Oui on a eu des grosses tempêtes depuis 2010 par ici
C’est dans le bout de chez Félix passé chez Roseline
que la track a été la plus amochée
tordus les rails, vide sous les travers… vide…
Arrivée en 1966, comme les marées j’en suis partie
puis revenue et repartie et revenue
On est en 2017
Le ti-ruisseau coule encore. Il devient sec l’été
À la tempête du dernier printemps
il a débordé dans le chemin… C’est bin pour dire !!!
Le train ne passe plus mais la track est toujours là
pleine d’abondantes et magnifiques fleurs sauvages
Oeuvre d’art fleurie ou trottoir sécuritaire ?
Avant… Ils ont acheté un jour notre champ de fraises
pour faire un champ d’avion
Le petit port de pêche n’existe plus
transformé en site à pique-nique
où il vente toujours trop pour apprécier la moindre salade
Ce lieu si important devenu si anonyme
où les garçons couraient les filles
avec des petits crabes volés au fond des barges
ne sert qu’aux voitures
qui viennent deux par deux trafiquer des baisers
ou autres substances et repartent à toute vitesse
la nuit
Plus d’enfants plus de bateaux plus de pêcheurs comme avant…

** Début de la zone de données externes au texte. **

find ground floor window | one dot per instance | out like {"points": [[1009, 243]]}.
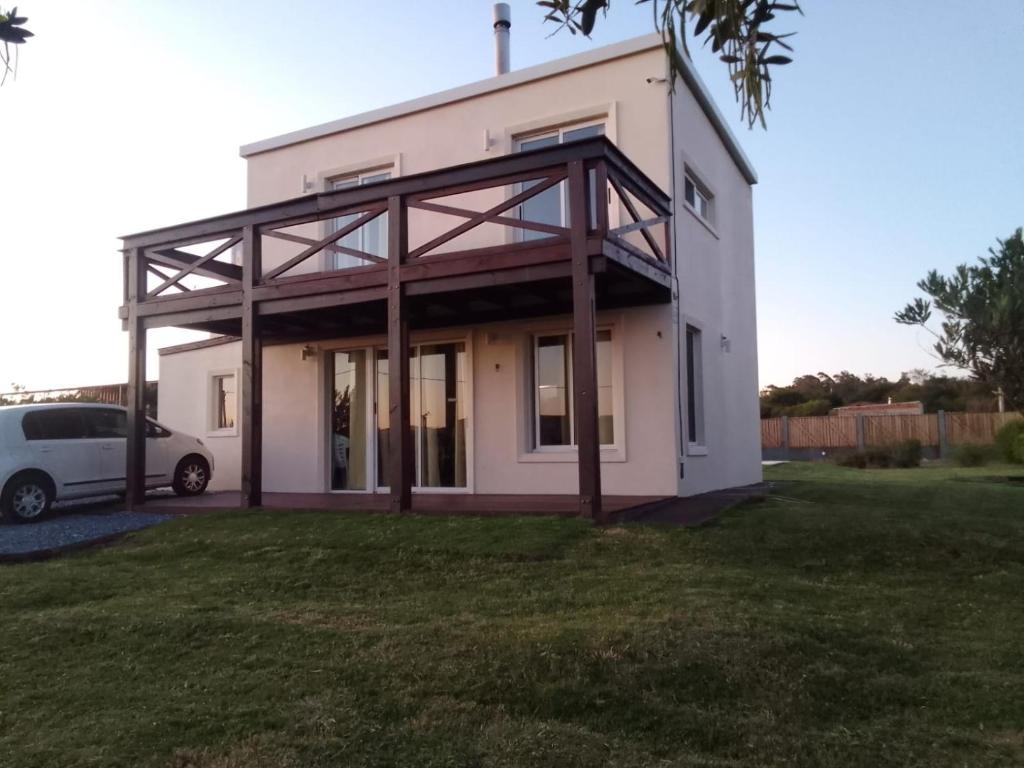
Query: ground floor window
{"points": [[223, 402], [554, 409], [694, 387]]}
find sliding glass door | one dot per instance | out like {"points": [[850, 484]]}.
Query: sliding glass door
{"points": [[437, 394], [348, 449]]}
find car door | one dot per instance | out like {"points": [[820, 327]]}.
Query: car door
{"points": [[110, 428], [58, 440]]}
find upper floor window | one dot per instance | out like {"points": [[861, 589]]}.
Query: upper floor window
{"points": [[698, 198], [551, 206], [371, 238], [554, 410]]}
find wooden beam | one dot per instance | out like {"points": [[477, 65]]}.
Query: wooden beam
{"points": [[175, 280], [331, 247], [165, 276], [644, 224], [504, 220], [215, 269], [318, 245], [487, 215], [252, 375], [652, 244], [135, 449], [585, 350], [320, 301], [401, 460]]}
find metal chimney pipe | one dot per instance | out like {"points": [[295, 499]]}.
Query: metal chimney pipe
{"points": [[503, 23]]}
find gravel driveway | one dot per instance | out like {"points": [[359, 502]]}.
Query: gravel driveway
{"points": [[71, 527]]}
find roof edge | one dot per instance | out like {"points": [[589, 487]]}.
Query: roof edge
{"points": [[459, 93], [215, 341], [702, 96]]}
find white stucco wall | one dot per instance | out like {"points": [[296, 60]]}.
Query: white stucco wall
{"points": [[296, 395], [715, 269], [184, 403]]}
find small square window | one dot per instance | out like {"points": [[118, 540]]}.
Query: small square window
{"points": [[554, 407], [223, 402]]}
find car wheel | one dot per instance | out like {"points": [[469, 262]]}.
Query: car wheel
{"points": [[192, 476], [27, 498]]}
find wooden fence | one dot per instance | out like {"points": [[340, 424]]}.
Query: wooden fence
{"points": [[829, 432]]}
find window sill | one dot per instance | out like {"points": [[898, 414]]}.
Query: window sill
{"points": [[707, 224], [609, 455]]}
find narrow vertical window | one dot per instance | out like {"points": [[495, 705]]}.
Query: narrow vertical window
{"points": [[224, 406], [697, 198], [348, 422], [554, 390], [371, 238], [694, 388], [551, 206]]}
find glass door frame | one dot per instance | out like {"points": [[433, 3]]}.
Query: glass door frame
{"points": [[375, 396], [327, 419]]}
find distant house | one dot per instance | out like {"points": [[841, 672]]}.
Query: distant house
{"points": [[538, 284], [912, 408]]}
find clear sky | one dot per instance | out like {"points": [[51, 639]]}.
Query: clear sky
{"points": [[896, 144]]}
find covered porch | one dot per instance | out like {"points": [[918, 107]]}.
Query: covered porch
{"points": [[483, 505], [232, 275]]}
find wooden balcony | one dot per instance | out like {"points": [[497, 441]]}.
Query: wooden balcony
{"points": [[306, 268]]}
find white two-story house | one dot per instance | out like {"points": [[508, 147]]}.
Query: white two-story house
{"points": [[537, 288]]}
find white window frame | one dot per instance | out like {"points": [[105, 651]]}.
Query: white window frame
{"points": [[702, 207], [360, 177], [534, 404], [326, 178], [212, 404], [559, 131]]}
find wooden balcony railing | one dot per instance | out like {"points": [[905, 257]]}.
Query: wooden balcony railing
{"points": [[187, 265]]}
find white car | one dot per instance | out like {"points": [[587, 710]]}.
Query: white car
{"points": [[67, 451]]}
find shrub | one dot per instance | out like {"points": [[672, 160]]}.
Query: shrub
{"points": [[972, 456], [878, 458], [1009, 441], [855, 461], [906, 454]]}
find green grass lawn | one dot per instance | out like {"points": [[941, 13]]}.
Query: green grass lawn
{"points": [[854, 619]]}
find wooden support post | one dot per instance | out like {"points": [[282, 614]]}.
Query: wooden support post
{"points": [[135, 469], [943, 434], [252, 373], [401, 458], [584, 350]]}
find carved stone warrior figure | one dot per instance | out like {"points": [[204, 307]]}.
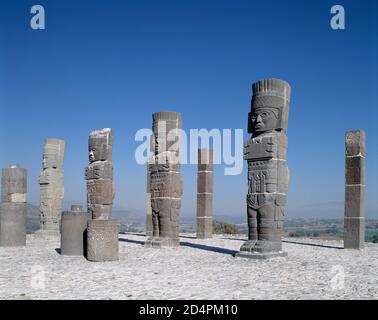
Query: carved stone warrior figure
{"points": [[165, 180], [52, 185], [99, 174], [268, 174]]}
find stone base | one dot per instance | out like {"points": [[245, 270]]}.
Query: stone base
{"points": [[162, 243], [47, 233], [13, 224], [260, 256], [74, 233], [102, 240]]}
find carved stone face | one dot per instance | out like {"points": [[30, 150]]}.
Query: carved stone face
{"points": [[99, 150], [264, 119]]}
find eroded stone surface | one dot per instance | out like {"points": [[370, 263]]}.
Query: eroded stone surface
{"points": [[51, 181], [354, 209], [268, 173], [205, 194], [165, 180], [13, 207]]}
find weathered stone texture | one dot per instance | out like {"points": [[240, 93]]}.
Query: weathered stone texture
{"points": [[99, 174], [354, 209], [74, 232], [102, 240], [205, 194], [51, 182], [165, 180], [13, 207], [268, 173]]}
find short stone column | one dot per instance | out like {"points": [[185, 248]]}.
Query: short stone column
{"points": [[74, 232], [354, 213], [205, 194], [13, 207], [102, 240]]}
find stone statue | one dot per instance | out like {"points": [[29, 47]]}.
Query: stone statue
{"points": [[205, 177], [102, 231], [13, 207], [268, 174], [99, 174], [354, 208], [52, 185], [165, 180]]}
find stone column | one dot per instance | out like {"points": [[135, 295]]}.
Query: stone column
{"points": [[100, 195], [268, 173], [52, 186], [74, 232], [166, 181], [354, 213], [148, 205], [205, 194], [13, 207]]}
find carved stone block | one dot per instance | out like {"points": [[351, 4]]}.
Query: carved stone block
{"points": [[102, 240], [74, 233]]}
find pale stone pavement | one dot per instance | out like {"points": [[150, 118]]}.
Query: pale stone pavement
{"points": [[199, 269]]}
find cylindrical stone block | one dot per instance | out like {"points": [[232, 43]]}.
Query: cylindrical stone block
{"points": [[74, 233], [102, 240], [13, 224]]}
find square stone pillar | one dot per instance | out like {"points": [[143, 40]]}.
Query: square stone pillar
{"points": [[354, 212], [205, 194]]}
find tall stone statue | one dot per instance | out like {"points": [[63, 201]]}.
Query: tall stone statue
{"points": [[268, 174], [13, 207], [52, 185], [166, 181], [99, 174], [102, 231], [354, 212]]}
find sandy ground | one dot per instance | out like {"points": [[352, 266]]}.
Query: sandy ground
{"points": [[199, 269]]}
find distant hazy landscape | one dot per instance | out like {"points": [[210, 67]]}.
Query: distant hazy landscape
{"points": [[327, 229]]}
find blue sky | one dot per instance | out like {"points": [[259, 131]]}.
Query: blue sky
{"points": [[113, 63]]}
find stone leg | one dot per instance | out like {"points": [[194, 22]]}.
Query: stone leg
{"points": [[249, 245], [166, 222]]}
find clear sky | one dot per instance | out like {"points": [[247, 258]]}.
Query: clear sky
{"points": [[113, 63]]}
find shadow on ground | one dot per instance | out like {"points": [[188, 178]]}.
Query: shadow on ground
{"points": [[208, 248], [312, 244]]}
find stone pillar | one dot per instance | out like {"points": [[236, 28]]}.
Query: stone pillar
{"points": [[52, 186], [102, 231], [268, 173], [74, 232], [166, 181], [99, 174], [148, 205], [205, 194], [13, 207], [354, 213]]}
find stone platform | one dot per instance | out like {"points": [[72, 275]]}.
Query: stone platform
{"points": [[198, 269]]}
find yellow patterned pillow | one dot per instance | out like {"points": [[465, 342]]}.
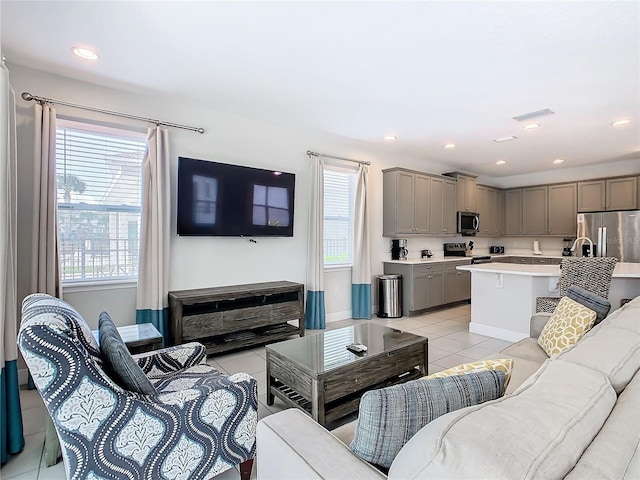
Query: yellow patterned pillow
{"points": [[568, 323], [503, 364]]}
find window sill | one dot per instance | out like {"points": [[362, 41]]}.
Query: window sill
{"points": [[96, 285]]}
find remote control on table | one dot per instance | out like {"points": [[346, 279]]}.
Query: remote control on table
{"points": [[357, 348]]}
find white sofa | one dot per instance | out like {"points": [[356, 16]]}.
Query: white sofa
{"points": [[576, 416]]}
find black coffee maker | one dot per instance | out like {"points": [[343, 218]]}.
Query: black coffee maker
{"points": [[399, 249]]}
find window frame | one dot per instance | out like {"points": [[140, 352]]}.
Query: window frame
{"points": [[352, 171], [129, 132]]}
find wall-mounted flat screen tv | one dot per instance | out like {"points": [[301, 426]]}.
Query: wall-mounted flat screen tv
{"points": [[219, 199]]}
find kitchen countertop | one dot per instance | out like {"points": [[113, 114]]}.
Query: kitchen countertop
{"points": [[622, 270]]}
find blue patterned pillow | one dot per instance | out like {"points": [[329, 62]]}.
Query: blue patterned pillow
{"points": [[118, 362], [390, 416], [590, 300]]}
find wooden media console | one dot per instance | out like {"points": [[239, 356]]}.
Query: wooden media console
{"points": [[238, 316]]}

sauf en juin sur la mer drette en face de ma maison
pêcheurs venus d’autres ports
qui jacassent avec les goélands les matins sans vent
Heureusement il reste l’odeur maritime réconfortante
et les nuances de couleur de la mer
pour connaisseurs seulement
J’ai cherché un écriteau confirmant mon Petit Pabos
(au fait, Pabos veut dire « eau tranquille » pour parler de la baie)
j’ai cherché
Au bureau de poste ils m’ont dit que j’habitais maintenant
Grande-Rivière Ouest
Moi, j’aime bien habiter toujours à Petit Pabos
Mon voisin Alphonse dirait AU P’tit Pabos
Je marche dans ma rue nommée du Bord-de-L’eau
Avant ça ne s’appelait pas, avant, ça s’appelait rien
Entre nous, c’est maintenant le vieux ch’min
Aujourd’hui, il y a toujours Alphonse 96 ans, son fils, deuxième voisin
les Sutton l’autre bord d’la track et
quelques étrangers renouvelés régulièrement
dans les vieilles maisons restées en place
Quelques maisons seraient tombées à la mer si non déménagées
Les soeurs Lafontaine étaient fort troublées de voir leur terrain disparu quand elles sont passées l’été dernier… Quel choc !
Enfance noyée… vie désagrégée… naufrage de souvenirs
Leur désarroi se mêlait à la joie de se revoir…
Confusion d’émotions
Elles habitaient là où le trou a commencé à gruger l’asphalte l’an dernier
en autant qu’un trou puisse gruger l’asphalte…
Et moi
dans la maison paternelle
je reste
à regarder
Alphonse sur son tracteur à gazon
et la mer
qui achève de manger le terrain de mon potager d’en face.